Your point about call-level enforcement with signed records is very interesting and aligns closely with what I believe should exist natively in Codex.

I will definitely take a look at your solution (Valta), as it seems to address an important gap in governance and auditability.

That said, my core concern remains with the Codex platform itself: customers should not need third-party tools or local file inspection to achieve basic billing transparency.
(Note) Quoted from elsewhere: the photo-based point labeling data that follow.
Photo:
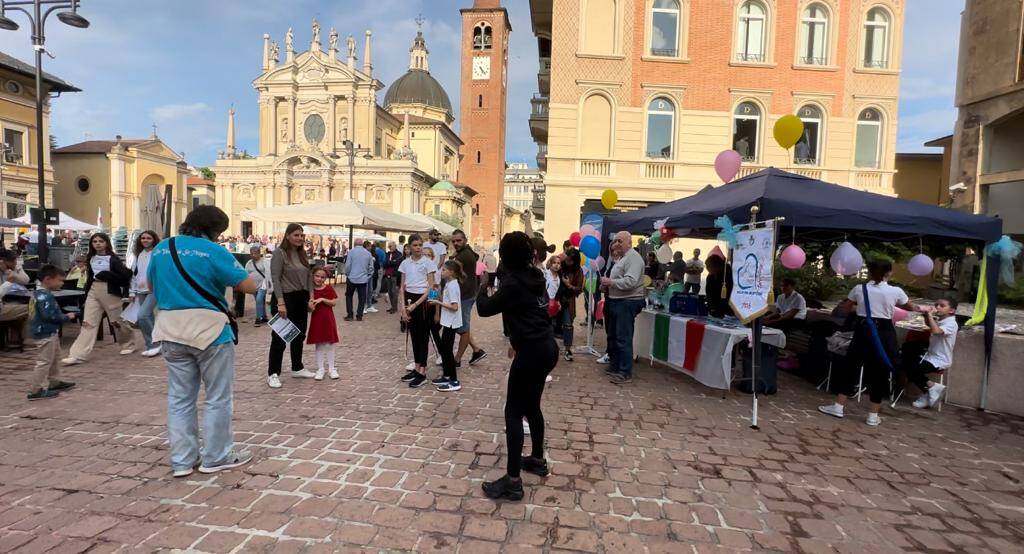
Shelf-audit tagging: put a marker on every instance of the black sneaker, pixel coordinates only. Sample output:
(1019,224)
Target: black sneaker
(537,466)
(418,381)
(57,386)
(506,487)
(43,394)
(409,376)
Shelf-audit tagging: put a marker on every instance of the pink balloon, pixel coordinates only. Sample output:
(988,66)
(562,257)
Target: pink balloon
(590,230)
(727,165)
(921,265)
(793,257)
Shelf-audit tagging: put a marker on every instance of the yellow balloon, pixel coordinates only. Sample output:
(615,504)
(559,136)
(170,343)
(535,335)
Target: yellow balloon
(787,131)
(608,199)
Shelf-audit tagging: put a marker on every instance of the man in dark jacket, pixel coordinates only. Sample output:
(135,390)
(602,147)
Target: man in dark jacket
(465,255)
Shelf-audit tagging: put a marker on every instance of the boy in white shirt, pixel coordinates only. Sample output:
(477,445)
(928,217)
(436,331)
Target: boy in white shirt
(942,325)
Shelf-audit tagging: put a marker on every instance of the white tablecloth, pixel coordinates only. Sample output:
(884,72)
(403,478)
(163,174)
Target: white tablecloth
(710,360)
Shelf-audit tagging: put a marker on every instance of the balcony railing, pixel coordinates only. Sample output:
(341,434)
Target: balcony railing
(813,60)
(594,168)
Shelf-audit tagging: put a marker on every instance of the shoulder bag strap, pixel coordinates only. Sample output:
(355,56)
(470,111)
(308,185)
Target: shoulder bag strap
(217,302)
(876,339)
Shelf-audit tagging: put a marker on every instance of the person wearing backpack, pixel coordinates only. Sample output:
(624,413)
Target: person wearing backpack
(188,274)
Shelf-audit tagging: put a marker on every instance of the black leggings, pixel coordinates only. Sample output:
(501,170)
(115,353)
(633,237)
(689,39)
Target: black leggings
(420,322)
(529,369)
(444,346)
(862,351)
(297,304)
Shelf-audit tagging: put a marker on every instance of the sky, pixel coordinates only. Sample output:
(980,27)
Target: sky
(181,65)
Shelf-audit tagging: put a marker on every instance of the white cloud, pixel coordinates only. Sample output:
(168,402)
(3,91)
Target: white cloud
(173,112)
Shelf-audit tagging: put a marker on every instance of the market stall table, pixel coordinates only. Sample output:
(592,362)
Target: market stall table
(700,347)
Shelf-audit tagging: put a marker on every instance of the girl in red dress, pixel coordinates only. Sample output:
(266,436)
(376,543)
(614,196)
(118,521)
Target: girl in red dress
(323,331)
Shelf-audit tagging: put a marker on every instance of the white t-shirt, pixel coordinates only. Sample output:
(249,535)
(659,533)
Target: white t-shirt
(440,251)
(940,347)
(693,264)
(794,301)
(452,295)
(884,298)
(415,273)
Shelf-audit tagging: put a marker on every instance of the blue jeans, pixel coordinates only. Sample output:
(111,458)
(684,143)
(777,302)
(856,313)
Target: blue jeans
(261,304)
(622,312)
(147,302)
(186,367)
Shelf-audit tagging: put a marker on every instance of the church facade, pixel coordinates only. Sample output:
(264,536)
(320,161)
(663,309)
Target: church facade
(323,135)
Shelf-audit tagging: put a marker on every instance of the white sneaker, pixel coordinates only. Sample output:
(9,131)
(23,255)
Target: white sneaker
(934,393)
(835,410)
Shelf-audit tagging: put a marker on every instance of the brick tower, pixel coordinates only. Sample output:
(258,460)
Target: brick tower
(484,89)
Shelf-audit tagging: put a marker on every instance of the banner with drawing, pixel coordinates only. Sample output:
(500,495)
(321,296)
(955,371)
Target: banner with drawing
(753,263)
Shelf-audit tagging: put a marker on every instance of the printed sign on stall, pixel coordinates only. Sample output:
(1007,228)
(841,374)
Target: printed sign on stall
(753,262)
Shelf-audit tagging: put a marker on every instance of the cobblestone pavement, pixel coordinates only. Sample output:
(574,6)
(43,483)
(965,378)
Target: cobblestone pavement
(366,464)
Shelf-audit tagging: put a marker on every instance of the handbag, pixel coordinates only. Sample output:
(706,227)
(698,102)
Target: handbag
(873,331)
(219,303)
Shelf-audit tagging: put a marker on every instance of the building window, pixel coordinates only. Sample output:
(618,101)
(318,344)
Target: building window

Auditability should be a native feature of the product, especially when real money and enterprise governance are involved.

Thanks again for sharing your perspective and solution.

[Billionaire664]

Hey Joaquim — glad the comment resonated. You're right that this should be native to Codex, but until OpenAI builds it, Valta fills the gap. Would love to get you set up on the free beta and hear your feedback — you clearly understand the governance problem deeply. https://valta.co

[joaquim0304]

Thanks, I appreciate your comments and the suggestion.

I agree that governance and auditability are becoming critical requirements as AI tools move deeper into production and enterprise workflows.

I’ll take a closer look at Valta to better understand how your approach handles these concerns.

That said, my main point remains unchanged: basic billing transparency and usage auditability should be native capabilities of the platform provider, not something customers need to solve through third-party layers.

Still, I appreciate you sharing your solution.

[Billionaire664]

Completely agree — it should be native. Until it is, Valta works today. Takes 2 minutes to set up: https://valta.co Would genuinely value your feedback as someone who thinks deeply about this.

[joaquim0304]

Thanks, I appreciate the invitation and your engagement in this discussion.

I’ll take some time to evaluate Valta and better understand how it addresses governance, auditability, and billing transparency in practice.

I’m always interested in solutions that improve control and trust around AI resource consumption.

That said, my core concern remains focused on the platform providers themselves: fundamental billing transparency should ideally be built into the native product experience, not delegated to third-party layers.

Still, I appreciate you sharing your work, and I’ll definitely take a closer look.